You all place too much stock in the capability of the electronics to make these mood swings.
The absolute best way to monitor this car's fuel control is to view the EHA current. Everyone that owns a KE car and wants any info about control should creat the proper test harness. Once wired the test can be done with little effort. The hardest part is removing the aircleaner.
What you must make is a harness with a male and female connection that allows you to unplug the connector at the EHA. One part of your rig will plug into the EHA and the other back into the connector you removed. The harness is wired such that the two wires that jumper the circuit have one wire broken and wired to plug into the ammeter sockets + and - . This is so that the current flowing must pass through the ammeter.
Make the jumpers long enough that you can view the current from the drivers seat. The added capacity of this testing is that by pulling one of the + or - leads you have opened the circuit and have assured zero current (which is the limp home position - coincedentally).
Now once you are monitoring you will notice that it will take a huge number of ma to make much difference. The only instance I can imagine would be the equivalent to decel cut-off. In decel cut-off the current goes to -60ma. This shuts off the motor by dropping the differential pressure to zero. This is easy to view. Go watch decel cut-off..... When the event occurs it will take a similar current (I would presume at least 30 negative ma) to get the drop in performance I am imagining from your description. If the current isn't close the elctronic fuel control is not the problem. You will notice that all other driving when warm never causes more than a 10ma change. The greatest change occurs on quick full accel.

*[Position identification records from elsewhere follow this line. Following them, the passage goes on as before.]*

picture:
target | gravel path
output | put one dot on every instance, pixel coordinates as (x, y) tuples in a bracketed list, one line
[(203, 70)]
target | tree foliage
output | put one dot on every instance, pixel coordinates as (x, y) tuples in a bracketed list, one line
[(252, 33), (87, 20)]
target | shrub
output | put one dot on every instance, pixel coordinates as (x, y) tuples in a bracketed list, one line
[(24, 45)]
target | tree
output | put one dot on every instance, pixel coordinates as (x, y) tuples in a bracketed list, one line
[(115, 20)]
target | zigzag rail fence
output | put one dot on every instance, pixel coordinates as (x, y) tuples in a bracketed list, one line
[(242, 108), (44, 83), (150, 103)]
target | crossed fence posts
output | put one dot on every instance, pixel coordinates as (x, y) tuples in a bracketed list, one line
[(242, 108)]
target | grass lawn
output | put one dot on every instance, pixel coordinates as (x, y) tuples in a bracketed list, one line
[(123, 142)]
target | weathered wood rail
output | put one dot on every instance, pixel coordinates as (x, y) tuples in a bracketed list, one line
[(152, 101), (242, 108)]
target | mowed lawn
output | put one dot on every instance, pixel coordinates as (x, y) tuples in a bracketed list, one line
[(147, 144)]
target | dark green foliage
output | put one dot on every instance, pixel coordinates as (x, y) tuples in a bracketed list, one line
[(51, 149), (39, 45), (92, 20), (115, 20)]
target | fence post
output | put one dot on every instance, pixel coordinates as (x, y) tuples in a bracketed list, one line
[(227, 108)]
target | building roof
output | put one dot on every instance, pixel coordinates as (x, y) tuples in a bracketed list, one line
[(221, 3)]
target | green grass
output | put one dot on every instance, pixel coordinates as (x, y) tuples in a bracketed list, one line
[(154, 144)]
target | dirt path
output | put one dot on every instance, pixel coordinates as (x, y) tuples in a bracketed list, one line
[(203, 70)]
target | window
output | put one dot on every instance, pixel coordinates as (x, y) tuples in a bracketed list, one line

A combined effort of full throttle and rapid movement of the airflowmeter position potentiometer.
Get some perspective by viewing this, watch the road. All aspects of electronic control including closed loop can be monitored. I wish all aspects of control could be monitored so easy as KE.
If you need more info on this jumper/break-out lead send me a fax number and I'll draw it out. A picture of its use on a cheap RS meter is in my DIY article.
Anyone making diagnostic decisions on this system needs to do this testing. Not only is it the easiest test imaginable, it gives one of the best systematic views of control I can think off... everything in plain view.